A amarga experiência das cruzadas

Na Idade Média, entre 1095 e 1291, peregrinos plebeus e nobres cristãos conduziram oito expedições da Europa ao Oriente Médio. De caráter militar e religioso, elas pretendiam reconquistar Jerusalém — a ‘Terra Santa’ — do domínio muçulmano. Mas não eram movidas apenas pela fé. Uma mistura de interesses políticos e econômicos também motivou um dos capítulos mais ricos da história: o movimento das cruzadas.

null Fascinados por esse episódio têm agora mais uma opção para conhecê-lo melhor: o livro História ilustrada das cruzadas , de W.B. Bartlett. A obra fornece um apanhado dos principais eventos das cruzadas, contextualiza-os e apresenta as supostas razões por trás do movimento de reconquista de Jerusalém. Bartlett amparou-se em uma vasta bibliografia que abrange de estudos contemporâneos sobre o tema a relatos de cronistas da época — cujas observações estavam longe da imparcialidade.

O autor explica que o fim do século 11 apresentou as condições ideais para o início da primeira cruzada: havia um forte sentimento religioso na Europa incentivado pelo papa Urbano II. Ele recebeu em 1095 uma carta de Alexius, importante estadista em Bizâncio, que pedia sua ajuda ‘para a defesa da Santa Igreja contra os pagãos’.

Como resposta, o papa passou a pregar que era dever dos cristãos tomar as armas em nome de Deus, pois ‘era preciso voltar-se contra os inimigos da fé’ e recuperar a Terra Santa. O que se seguiu foi uma onda de terror que varreu o Oriente Médio, incentivada pelo militarismo da Europa Ocidental.
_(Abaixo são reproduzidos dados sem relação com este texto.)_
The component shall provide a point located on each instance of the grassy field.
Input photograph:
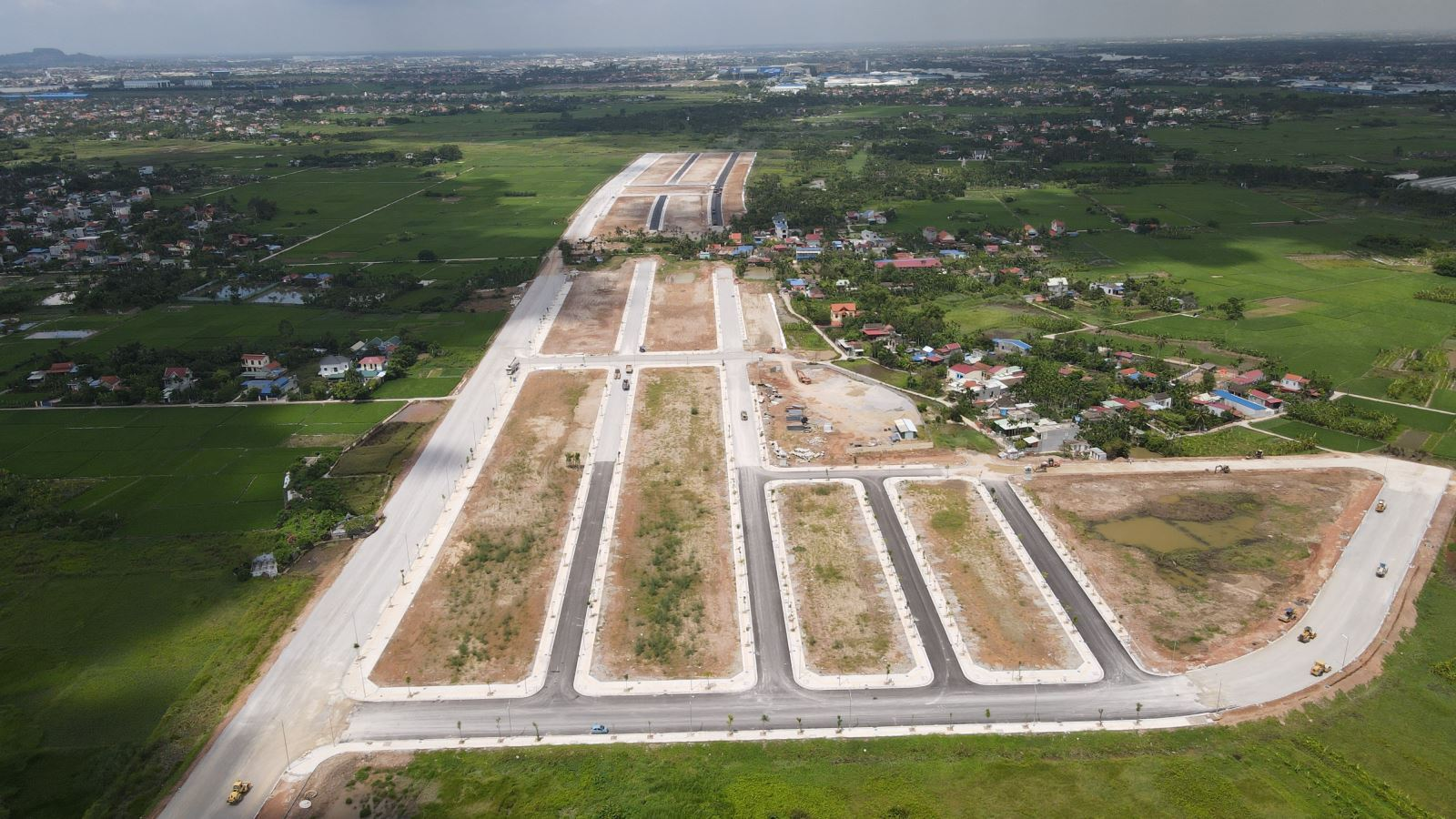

Os cruzados armaram-se com o emblema dos peregrinos, o que mostrava que a empreitada militar também tinha motivação espiritual. Tratava-se de uma guerra santa, um jihad cristão. O interesse em reconquistar Jerusalém também era de ordem política e econômica, por significar o domínio do Ocidente sobre o Oriente. Mas não foi o que ocorreu. Não havia comando unificado no exército dos cruzados. Cada força dirigia-se para o Oriente de forma independente, com líderes movidos por ambições próprias.

Antes que as cruzadas terminassem, tornou-se evidente sua falta de propósito, coesão e comando. Houve progresso econômico em muitas cidades — além de um forte intercâmbio literário, artístico e comercial com o Oriente -­, mas, segundo Bartlett, nada compensa o terror provocado. Cruzados e muçulmanos dizimaram-se, sofreram com a falta de água e chegaram a beber a própria urina e chupar sangue da veia de animais para saciá-la.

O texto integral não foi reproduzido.